Funding Push

The latest trend in adoption seems to be crowdfunding the cost. So it is that today I learned about one such platform for hopeful adoptive parents – Adopt Together.

They claim on their website that they are a non-profit, crowdfunding platform that bridges the gap between families who want to adopt and the children who need loving homes. Hank Fortener, is the founder and CEO of AdoptTogether. He says that he understands the burden that is the adoption process. While he was growing up, his family fostered 36 children and adopted 6 from 5 different countries.

Donations are made through Pure Charity, the crowd-funding platform partner of Adopt Together — if designated, they are conveyed to the selected adopting family.  All non-designated donations go towards the general fund for Adopt Together’s expenses. Pure Charity says – they work with select nonprofit organizations to grow their impact through Fundraising, Technology, Donor Development, and Mobilization Strategies. Further, they note – Pure Charity works within a “Theory of Change” to plan how and why a desired change is expected to happen in a particular context. They are focused on mapping out the “missing middle” between what a change initiative does and how these lead to desired goals being achieved.

Like many things these days the web around this is not only the Pure Charity platform but also they are a “project” of the Hoping Hearts Foundation. A review of this non-profit says – they were created to bring focus to the growing world-wide orphan problem, address the causes leading to children becoming orphans, and support families in their quest to adopt with financial assistance and timely information to facilitate the adoption process. Their website shows their focus is international – Burma, Sri Lanka, India, Haiti, Indonesia, Cuba and Kenya. They describe themselves as – a Christ-centered organization founded to meet the spiritual, medical, nutritional, and basic living needs of orphaned, abandoned, and at-risk children around the world.

There is so much that is problematic about taking children from poor countries and depositing them with usually white families in the United States that I really don’t know where to begin but often families are mis-informed about what is going to happen to their children. Many only hope for their child to get a better education but believe they will return to the family in the not too distant future. There is also a problem with children adopted this way never actually getting citizenship only to find themselves on a deportation list. These are just a few things without going into loss of culture issues.

Back to where I started – what’s the main thing I sense happening here (besides adoption) – it’s money and there are likely more than a few people making a lot of money with these intertwined organizations. Follow the money and things become clearer. Exploitation is always following very close behind.

Doing What She Can

Without wading into the complex and fraught issues involved in transracial adoptions (been there, done that, probably one of my most commented on blogs to date), there has long been an issue of white adoptive parents not knowing how to manage their Black child’s hair.

The source of my own blog for today comes from Blavity.com.  Blavity News is a community and website platform for Black voices, stories, creators and thought.

“I saw that this might be something where I can empower them,” Tamekia Swint of Styles4Kidz said.  She had noticed more white parents choosing to adopt Black children.  “They’re not familiar with the [black] hair.”  She started the company in 2010 with three clients. Since then, she’s served more than 500 families. Swint offers several styles ranging from $40 to $150. She also hosts workshops for parents who want to learn how to do their children’s hair.

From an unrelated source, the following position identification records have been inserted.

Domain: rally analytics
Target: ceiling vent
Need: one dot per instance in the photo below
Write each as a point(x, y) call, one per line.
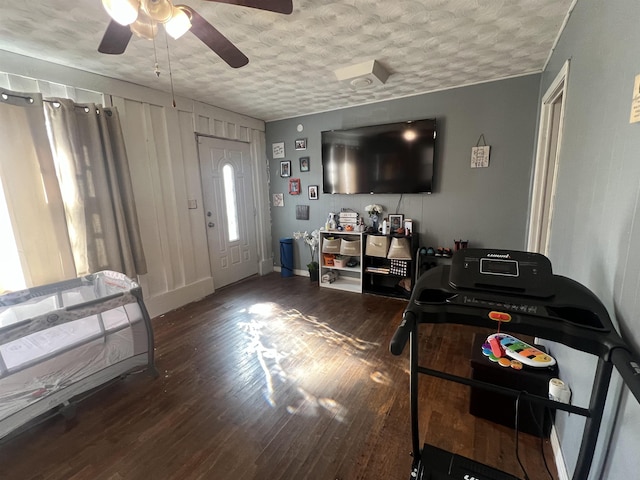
point(363, 75)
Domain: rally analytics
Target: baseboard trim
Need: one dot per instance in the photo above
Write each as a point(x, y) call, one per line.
point(557, 454)
point(301, 273)
point(165, 302)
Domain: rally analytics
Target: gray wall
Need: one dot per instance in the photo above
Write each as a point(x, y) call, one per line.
point(486, 206)
point(596, 228)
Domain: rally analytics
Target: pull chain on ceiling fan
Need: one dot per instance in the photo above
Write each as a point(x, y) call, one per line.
point(142, 17)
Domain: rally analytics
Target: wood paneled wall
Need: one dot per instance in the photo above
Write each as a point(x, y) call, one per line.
point(163, 158)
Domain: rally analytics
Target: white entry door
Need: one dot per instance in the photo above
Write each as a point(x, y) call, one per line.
point(227, 186)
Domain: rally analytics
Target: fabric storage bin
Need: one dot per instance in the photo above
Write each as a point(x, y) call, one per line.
point(377, 246)
point(331, 245)
point(399, 267)
point(350, 247)
point(399, 249)
point(341, 262)
point(328, 259)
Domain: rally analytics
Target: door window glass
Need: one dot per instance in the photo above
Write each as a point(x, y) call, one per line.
point(230, 201)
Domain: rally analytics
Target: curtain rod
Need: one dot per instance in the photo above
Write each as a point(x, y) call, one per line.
point(6, 95)
point(55, 103)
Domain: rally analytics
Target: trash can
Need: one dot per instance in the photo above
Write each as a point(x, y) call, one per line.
point(286, 257)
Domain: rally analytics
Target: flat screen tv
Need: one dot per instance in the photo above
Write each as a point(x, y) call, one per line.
point(390, 158)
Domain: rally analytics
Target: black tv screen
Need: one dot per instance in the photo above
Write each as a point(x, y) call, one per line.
point(390, 158)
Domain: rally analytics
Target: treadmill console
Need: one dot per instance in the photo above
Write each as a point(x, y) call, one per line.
point(505, 271)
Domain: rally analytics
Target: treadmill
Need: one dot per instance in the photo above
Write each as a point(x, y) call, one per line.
point(519, 289)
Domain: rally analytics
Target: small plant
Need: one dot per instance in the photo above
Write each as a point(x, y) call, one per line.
point(312, 240)
point(373, 209)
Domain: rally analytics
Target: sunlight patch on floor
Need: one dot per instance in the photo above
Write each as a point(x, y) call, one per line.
point(286, 343)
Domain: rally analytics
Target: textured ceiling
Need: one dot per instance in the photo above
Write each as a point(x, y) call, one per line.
point(426, 45)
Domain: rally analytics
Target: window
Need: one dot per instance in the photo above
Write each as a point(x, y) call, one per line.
point(230, 200)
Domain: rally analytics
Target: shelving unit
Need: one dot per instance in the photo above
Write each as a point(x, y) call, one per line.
point(349, 278)
point(372, 274)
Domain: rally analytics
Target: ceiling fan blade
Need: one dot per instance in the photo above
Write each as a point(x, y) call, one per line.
point(213, 39)
point(278, 6)
point(115, 39)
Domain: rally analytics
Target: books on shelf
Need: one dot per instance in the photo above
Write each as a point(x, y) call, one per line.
point(348, 218)
point(377, 270)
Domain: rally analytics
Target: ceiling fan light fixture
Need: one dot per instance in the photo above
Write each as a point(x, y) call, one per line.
point(178, 24)
point(144, 27)
point(125, 12)
point(159, 10)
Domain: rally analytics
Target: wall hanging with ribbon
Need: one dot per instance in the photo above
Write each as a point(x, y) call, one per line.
point(480, 154)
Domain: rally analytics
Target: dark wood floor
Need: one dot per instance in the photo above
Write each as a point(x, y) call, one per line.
point(273, 378)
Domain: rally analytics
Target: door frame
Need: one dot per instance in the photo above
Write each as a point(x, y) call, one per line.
point(540, 187)
point(260, 188)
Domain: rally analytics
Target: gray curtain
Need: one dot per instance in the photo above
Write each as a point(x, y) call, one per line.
point(93, 172)
point(35, 247)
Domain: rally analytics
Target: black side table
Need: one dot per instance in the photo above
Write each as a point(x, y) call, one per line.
point(502, 408)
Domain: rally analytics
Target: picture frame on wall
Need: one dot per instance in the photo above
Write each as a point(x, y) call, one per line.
point(278, 200)
point(396, 221)
point(285, 168)
point(277, 150)
point(294, 186)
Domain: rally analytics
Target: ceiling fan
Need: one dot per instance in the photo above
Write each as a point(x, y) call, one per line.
point(141, 17)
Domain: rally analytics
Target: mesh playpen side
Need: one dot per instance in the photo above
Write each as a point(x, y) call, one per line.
point(61, 340)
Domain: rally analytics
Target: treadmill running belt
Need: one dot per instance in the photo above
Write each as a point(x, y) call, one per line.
point(438, 464)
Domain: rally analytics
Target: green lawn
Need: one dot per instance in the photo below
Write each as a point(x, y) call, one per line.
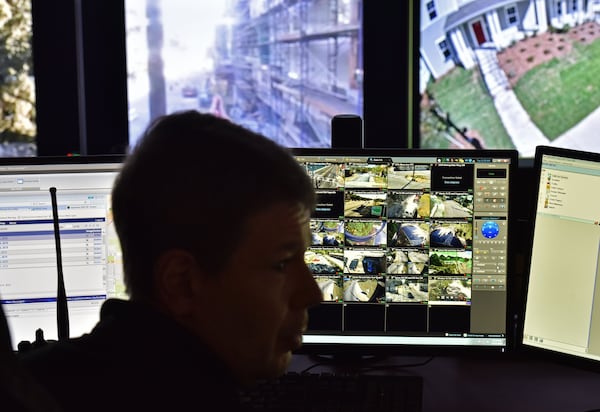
point(462, 94)
point(560, 93)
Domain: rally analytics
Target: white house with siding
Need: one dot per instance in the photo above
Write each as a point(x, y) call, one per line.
point(451, 30)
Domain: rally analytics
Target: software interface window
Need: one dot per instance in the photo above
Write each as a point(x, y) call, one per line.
point(562, 311)
point(409, 247)
point(91, 257)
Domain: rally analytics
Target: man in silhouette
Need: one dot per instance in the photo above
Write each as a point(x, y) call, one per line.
point(213, 221)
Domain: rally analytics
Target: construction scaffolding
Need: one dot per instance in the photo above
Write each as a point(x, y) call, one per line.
point(285, 67)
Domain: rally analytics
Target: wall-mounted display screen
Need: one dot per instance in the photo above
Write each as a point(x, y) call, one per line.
point(509, 74)
point(283, 69)
point(17, 88)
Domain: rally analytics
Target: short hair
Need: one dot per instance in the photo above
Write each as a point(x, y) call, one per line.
point(193, 182)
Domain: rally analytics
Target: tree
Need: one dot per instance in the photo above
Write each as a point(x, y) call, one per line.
point(17, 90)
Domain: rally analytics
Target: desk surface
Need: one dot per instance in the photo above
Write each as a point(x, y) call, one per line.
point(491, 384)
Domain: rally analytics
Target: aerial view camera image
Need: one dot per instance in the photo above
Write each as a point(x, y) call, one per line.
point(283, 69)
point(364, 203)
point(366, 176)
point(409, 176)
point(406, 289)
point(364, 289)
point(327, 232)
point(332, 287)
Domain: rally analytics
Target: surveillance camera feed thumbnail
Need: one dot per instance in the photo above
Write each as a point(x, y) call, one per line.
point(282, 69)
point(509, 75)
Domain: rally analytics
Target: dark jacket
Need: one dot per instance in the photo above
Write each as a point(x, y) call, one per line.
point(135, 359)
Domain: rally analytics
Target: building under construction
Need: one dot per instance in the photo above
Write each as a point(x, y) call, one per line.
point(285, 67)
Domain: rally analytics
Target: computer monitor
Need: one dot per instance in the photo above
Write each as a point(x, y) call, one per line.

And running counter to criticisms of transracial adoption, Swint says, “A big misconception a lot of Blacks have about whites adopting Black children is that they don’t care about these kids and that’s just not true.”

One white mother of Black twins living outside the United States is thankful for Styles 4 Kidz because Black hair resources are scarce in her country.  She says, “Adopting these two has been a positive experience for my family. We adopted them when they were five days old.”  The organization also allows her to socialize with other parents.

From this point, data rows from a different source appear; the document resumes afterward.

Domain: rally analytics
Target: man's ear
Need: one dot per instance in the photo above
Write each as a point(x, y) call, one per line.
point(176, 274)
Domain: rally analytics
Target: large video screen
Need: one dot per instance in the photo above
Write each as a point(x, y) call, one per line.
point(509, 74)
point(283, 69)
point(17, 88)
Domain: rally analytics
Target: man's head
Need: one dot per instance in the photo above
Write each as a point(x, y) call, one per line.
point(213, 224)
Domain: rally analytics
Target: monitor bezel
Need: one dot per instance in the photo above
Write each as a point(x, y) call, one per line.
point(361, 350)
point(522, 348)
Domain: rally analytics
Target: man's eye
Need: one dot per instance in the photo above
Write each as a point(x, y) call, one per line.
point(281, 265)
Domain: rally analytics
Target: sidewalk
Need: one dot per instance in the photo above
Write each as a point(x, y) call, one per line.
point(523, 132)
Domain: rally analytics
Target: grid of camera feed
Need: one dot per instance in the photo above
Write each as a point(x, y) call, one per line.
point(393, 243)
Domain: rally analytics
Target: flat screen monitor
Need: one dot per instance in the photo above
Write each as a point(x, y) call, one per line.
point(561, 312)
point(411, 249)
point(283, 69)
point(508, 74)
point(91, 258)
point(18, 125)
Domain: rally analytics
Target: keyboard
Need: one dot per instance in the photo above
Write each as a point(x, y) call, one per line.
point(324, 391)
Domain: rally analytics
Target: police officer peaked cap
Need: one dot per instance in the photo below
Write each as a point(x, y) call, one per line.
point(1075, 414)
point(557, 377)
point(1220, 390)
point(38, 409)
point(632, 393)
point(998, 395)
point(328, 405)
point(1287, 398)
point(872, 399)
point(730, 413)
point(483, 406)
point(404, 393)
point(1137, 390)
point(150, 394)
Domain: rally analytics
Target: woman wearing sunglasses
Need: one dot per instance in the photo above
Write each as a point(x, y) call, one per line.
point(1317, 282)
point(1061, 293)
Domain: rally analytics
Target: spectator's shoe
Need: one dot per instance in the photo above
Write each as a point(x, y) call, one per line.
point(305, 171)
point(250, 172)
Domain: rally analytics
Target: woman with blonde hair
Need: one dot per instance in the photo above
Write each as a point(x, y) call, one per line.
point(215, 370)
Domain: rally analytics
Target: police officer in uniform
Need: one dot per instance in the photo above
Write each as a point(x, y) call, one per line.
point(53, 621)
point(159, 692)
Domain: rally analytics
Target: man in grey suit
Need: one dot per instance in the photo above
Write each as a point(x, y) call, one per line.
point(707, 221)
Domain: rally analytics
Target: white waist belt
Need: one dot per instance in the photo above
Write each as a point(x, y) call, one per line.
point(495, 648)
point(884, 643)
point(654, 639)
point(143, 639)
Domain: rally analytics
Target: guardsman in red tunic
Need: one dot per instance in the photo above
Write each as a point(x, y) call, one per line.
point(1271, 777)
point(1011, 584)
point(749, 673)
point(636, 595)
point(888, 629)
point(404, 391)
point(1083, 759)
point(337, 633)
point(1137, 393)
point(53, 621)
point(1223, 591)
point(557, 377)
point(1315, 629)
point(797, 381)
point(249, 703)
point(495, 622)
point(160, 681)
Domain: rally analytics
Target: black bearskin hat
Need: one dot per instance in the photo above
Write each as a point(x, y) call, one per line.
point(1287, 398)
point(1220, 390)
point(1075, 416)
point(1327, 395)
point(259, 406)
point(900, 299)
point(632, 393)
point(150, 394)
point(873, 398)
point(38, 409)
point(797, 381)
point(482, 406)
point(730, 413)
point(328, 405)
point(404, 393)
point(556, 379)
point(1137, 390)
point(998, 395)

“I know soon it will be time to send them to school and that is something my husband and I are discussing now,” she continued. “I know there are things I won’t be able to relate to when it comes to Blacks and that’s why I am learning as much as I can, from as many people as I can.”

The kids are also enthusiastic about their new hairdos.

“We give them haircuts and braid hair. You would be amazed how much self-confidence these children gain once their hair is looking good,” said Swint. “Seeing the smiles on their faces when we leave is a wonderful feeling.”